The one thing I do know is that I am definitely pregnant. I have not been feeling too great. It is the worst when I get hungry. That's when I feel the most nauseous. I haven't puked yet, but I have been feeling rather sick. I don't have any aversions at this point, other than food itself. Haha! No really. I can eat whatever, but nothing is really appealing to me or tasting that great. I can't seem to finish a meal, which has never been a problem for me. Except for chips and salsa. I was able to eat too many chips the other day!
If I am hungry, Lord help me if I drink any water. That makes me feel the worst. The only thing I drink is water, so this is becoming a challenge. I'm just learning not to drink if I have an empty stomach.
I also have to force myself to gag down my prenatal vitamin. That happened last time I was pregnant too.

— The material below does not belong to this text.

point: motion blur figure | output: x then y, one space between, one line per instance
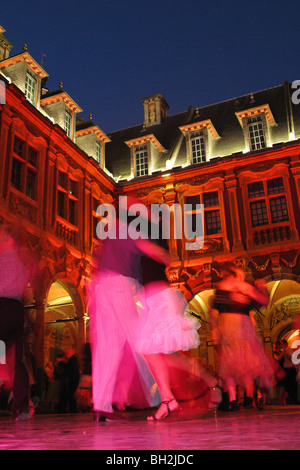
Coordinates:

The one thing I don't have is sore boobs. Everyone talks about how much their boobs hurt in early pregnancy but I have yet to experience this. They also don't seem to be getting any bigger yet, which I am thankful for, but I am sure that will probably change.
I am still spotting a little off and on. Still brownish color. Dr. A said this could be due to possibly miscarrying Baby A even though it's not fresh blood, but it's hard to tell at this point.
Our next ultrasound is Wednesday. Only two more days! I'm really excited because Hubby will be with me for this one. My fingers are crossed and we are saying lots of prayers for two heartbeats. Most importantly, we want to see at least the one, to know we have at least one baby continuing to grow strong.